‘Four course compost’
BERKELEY, Calif. — Haute cuisine is going green in a program that recycles restaurant and household food scraps into high-grade compost for Northern California vineyards.
More than 2,200 restaurant or food businesses and 75,000 households in San Francisco are involved in the clean plate, clean environment plan, which has become a national model for food recycling. Scraps deposited in green plastic cans from Candlestick Park to Fisherman’s Wharf are converted into “Four Course Compost.”
The result is less waste in landfills, lower garbage pickup costs, vibrant vegetables — and a cheerful sense of completing a crop circle, a feeding-the-hand-that-feeds-you approach.
“Now you have restaurateurs that are excited about sending nutrients back to the farms and vineyards. That’s exciting stuff. That’s role reversal,” says Robert Reed of Norcal Waste Systems Inc., the San Francisco-based producers of Four Course.
Norcal Waste began looking into recycling food scraps in 1996, when the city of San Francisco asked for research on what was going into the landfill. They found that 19 percent of the material was food scraps and designed a program to capture that material and turn it into a marketable product.
The program takes food scraps from restaurants ranging from burger joints to some of the city’s swankiest, including Jardiniere and Boulevard.
“We love the program,” says Jonathan Cook, supervisor of operations at the Metreon, an entertainment complex in San Francisco that has eight restaurants supplying compost fodder. “It’s increased the morale in the kitchens. People feel they’re not throwing things out, they’re doing something good for the environment while they’re working.”

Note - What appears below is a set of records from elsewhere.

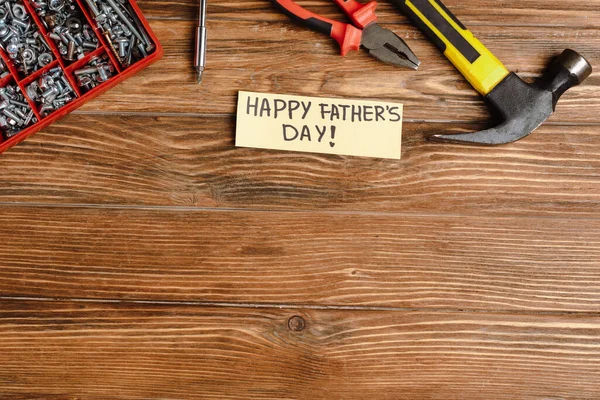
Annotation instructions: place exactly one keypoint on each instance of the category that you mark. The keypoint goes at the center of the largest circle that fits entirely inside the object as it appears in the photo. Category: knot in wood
(296, 324)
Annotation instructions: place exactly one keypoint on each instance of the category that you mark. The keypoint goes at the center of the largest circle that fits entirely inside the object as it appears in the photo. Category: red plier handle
(348, 36)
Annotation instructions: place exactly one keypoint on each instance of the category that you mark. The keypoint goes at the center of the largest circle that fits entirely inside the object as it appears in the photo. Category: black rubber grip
(438, 20)
(311, 22)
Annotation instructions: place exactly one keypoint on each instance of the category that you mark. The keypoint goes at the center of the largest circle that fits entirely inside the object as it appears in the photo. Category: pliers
(381, 43)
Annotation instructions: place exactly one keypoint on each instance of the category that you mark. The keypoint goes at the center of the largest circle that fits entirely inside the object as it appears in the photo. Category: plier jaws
(388, 47)
(364, 31)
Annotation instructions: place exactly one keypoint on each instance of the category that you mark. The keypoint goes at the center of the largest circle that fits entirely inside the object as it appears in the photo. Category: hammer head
(523, 106)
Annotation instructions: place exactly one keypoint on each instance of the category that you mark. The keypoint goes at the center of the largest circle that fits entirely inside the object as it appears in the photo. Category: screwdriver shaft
(200, 54)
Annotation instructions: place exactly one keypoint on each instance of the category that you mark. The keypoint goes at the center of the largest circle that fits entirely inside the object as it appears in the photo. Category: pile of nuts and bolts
(97, 71)
(67, 27)
(125, 34)
(21, 40)
(51, 91)
(4, 72)
(15, 112)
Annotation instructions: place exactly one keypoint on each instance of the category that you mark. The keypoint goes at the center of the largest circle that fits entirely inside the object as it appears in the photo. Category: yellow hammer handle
(478, 65)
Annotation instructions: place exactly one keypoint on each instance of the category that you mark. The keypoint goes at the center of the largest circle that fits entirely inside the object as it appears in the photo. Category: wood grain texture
(281, 57)
(143, 256)
(302, 258)
(191, 162)
(123, 351)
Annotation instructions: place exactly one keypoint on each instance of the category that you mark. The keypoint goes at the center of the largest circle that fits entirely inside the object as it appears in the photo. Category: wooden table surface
(143, 256)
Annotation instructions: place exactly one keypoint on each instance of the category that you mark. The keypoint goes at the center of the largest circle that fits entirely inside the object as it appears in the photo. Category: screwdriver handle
(477, 64)
(347, 36)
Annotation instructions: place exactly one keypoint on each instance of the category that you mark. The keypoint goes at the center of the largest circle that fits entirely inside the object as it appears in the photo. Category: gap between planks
(199, 209)
(291, 306)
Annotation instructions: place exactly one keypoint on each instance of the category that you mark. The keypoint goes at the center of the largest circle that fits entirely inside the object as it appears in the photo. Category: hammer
(523, 107)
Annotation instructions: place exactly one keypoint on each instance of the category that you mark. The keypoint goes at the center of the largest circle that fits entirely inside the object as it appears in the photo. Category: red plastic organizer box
(106, 50)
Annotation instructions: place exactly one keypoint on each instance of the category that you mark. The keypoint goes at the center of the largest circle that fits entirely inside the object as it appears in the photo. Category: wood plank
(123, 351)
(558, 13)
(279, 56)
(401, 261)
(191, 162)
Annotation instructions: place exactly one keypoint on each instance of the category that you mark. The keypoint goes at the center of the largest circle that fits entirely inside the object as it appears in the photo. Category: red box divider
(103, 48)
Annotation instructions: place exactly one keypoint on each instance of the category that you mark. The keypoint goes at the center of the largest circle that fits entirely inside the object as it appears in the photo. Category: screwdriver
(200, 55)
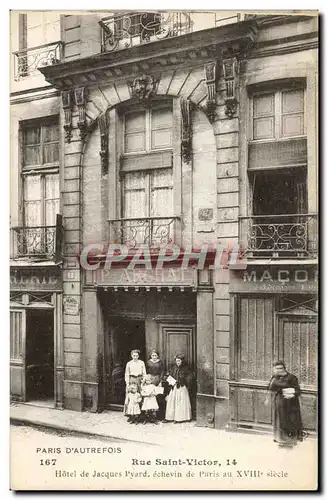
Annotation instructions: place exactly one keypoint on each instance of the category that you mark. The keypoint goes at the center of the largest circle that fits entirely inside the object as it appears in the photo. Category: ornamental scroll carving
(211, 79)
(67, 107)
(186, 133)
(143, 87)
(80, 101)
(103, 122)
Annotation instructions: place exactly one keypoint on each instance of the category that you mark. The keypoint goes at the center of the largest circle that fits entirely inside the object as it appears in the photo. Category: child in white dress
(131, 405)
(149, 407)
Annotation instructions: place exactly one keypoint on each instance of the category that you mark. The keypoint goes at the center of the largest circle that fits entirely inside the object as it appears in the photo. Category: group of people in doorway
(154, 395)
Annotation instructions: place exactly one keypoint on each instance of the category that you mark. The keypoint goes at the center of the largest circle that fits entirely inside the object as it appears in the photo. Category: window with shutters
(278, 115)
(147, 207)
(40, 189)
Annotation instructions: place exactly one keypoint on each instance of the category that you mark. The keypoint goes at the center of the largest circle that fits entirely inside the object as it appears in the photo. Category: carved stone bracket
(80, 101)
(211, 79)
(103, 122)
(67, 107)
(230, 73)
(186, 134)
(143, 87)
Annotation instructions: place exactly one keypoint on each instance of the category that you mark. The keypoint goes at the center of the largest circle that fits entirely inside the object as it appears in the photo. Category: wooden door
(263, 336)
(297, 345)
(17, 353)
(252, 358)
(178, 339)
(181, 339)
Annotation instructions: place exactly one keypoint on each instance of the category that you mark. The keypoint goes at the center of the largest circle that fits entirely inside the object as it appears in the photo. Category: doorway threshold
(44, 403)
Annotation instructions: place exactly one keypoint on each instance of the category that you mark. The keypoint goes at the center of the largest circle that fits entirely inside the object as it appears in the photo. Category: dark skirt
(287, 421)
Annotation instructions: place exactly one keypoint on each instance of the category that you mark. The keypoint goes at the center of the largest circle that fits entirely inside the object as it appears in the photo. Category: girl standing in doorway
(135, 370)
(155, 368)
(178, 408)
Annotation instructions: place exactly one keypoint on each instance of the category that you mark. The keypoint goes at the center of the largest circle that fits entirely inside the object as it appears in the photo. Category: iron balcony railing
(124, 31)
(27, 61)
(151, 231)
(287, 235)
(33, 242)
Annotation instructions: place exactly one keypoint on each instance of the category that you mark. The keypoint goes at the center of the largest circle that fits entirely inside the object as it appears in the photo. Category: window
(41, 172)
(147, 175)
(144, 24)
(278, 115)
(148, 130)
(41, 199)
(38, 28)
(41, 144)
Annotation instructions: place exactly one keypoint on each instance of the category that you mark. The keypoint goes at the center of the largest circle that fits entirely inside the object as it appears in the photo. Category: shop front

Along with the warm feelings, some cold cash. Metreon restaurants are saving about $1,600 in garbage pickup fees every month because of reduced volume, says Cook.
Growers like the program, too.
“I think it’s been fabulous,” says Kathleen Inman, owner and winemaker at Inman Family Vineyards in Sonoma County. The organic compost makes for healthy green vines, and it’s a kick to think of it as a movable feast with a possibly candlelit past, she says.
Californians throw away more than 5 million tons of food scraps each year, according to the state’s Integrated Waste Management Board. That amounts to 16 percent of materials going into landfills from businesses, residents, and institutions.
Nationally, it’s estimated that food scraps make up about 12 percent of the waste stream, says Kate Krebs, executive director of the National Recycling Coalition.